Association of polymorphisms in HSP90AB1 gene with heat tolerance has also been reported in Thai native cattle (Charoensook et al., 2012), Sahiwal and Frieswal cattle (Deb et al., 2014). On the same line, HSF1 gene (Li et al., 2011a), HSP70A1A gene (Li et al., 2011b) and HSBP1 (Wang et al., 2013) in Chinese Holstein cattle have also found to have association with heat tolerance. There are many non HSPs genes also which revealed to undergo changes in expression of response against heat stress. These SNPs could be used as markers in marker assisted selection to developed thermo-tolerant animal in early ages. Further, thermos-tolerant bull can be used for breeding to produce thermal adaptive offspring. Identification of major genes associated with thermo-tolerance helps in selecting animal through marker assisted selection and this will help in producing better progeny which can give better production and reproduction performance in the period when THI is higher.
Production and reproduction in cattle and buffaloes are highly affected by the environmental condition. High ambient temperature and relative humidity leads to heat stress in animals.
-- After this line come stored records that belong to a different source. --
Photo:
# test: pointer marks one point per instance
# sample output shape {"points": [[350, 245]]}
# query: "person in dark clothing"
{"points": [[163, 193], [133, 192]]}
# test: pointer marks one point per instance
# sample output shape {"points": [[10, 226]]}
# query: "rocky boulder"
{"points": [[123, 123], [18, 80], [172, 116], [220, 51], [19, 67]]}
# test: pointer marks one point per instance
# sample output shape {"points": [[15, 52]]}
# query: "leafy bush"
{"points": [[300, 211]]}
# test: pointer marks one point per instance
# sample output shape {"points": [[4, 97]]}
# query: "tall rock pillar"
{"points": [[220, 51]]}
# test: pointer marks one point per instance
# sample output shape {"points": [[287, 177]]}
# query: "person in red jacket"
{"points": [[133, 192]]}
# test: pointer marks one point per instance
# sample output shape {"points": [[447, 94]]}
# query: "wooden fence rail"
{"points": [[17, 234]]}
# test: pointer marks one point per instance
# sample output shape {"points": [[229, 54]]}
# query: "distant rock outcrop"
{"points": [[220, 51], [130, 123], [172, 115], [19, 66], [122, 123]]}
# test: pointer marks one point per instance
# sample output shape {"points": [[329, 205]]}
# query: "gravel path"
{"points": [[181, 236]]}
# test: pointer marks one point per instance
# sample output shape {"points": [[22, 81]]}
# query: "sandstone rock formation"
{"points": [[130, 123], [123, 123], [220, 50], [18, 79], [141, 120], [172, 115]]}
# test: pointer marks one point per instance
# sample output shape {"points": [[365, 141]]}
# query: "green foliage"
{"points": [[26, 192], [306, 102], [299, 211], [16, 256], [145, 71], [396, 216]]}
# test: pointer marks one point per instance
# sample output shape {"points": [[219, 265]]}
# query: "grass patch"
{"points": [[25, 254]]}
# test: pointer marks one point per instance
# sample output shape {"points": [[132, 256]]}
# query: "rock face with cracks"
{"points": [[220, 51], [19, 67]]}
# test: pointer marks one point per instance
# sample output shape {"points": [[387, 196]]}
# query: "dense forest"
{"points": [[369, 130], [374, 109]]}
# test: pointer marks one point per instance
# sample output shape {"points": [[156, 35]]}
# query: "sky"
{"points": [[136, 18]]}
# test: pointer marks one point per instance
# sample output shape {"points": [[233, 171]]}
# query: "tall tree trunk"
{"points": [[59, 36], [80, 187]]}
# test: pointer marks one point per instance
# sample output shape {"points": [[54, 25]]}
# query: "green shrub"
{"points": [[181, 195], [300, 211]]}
THI is the best indicator for determining the degree of heat stress on animals which amalgamate both the measures of temperature and humidity. Metabolic rates in animals are highly affected by the increased temperature and humidity which leads to change in normal physiology resulting in decline in performance. Decline in the performance traits results in to huge economic loss in dairy farming which may affect GDP of country as well as global economy. Looking in to the global hue and cry about climate change; to minimize the effect of heat stress for long term, there is urgent requirement of improving the animals genetically against heat stress. There is need to adopt breeding strategy which simultaneously select for high productivity as well as heat tolerance. Breeding strategy may involve the adoption of genetic evaluation of animals with suitable THI models. Many of the genes have been identified to be associated with the heat tolerance or susceptibility, concerted effort is needed to introgress such genes in the susceptible population. Marker assisted selection can be done with polymorphism reported in the associated genes. Global climate change is one of the burning problems, with increase in the world population day by day, it need more animal product to satisfy their wants. To satisfy human needs in the future there is need to increase the animals which are having high productivity in the harsh climatic conditions. For getting maximum production it is required to select animal which are having heat-tolerance gene. Selection of animal which are best performer in harsh climate condition especially in condition where THI is high is most critical and important criteria. In the wake of climate change, application of better breeding strategies and selection of appropriate animals will be helpful in fulfilling human requirements.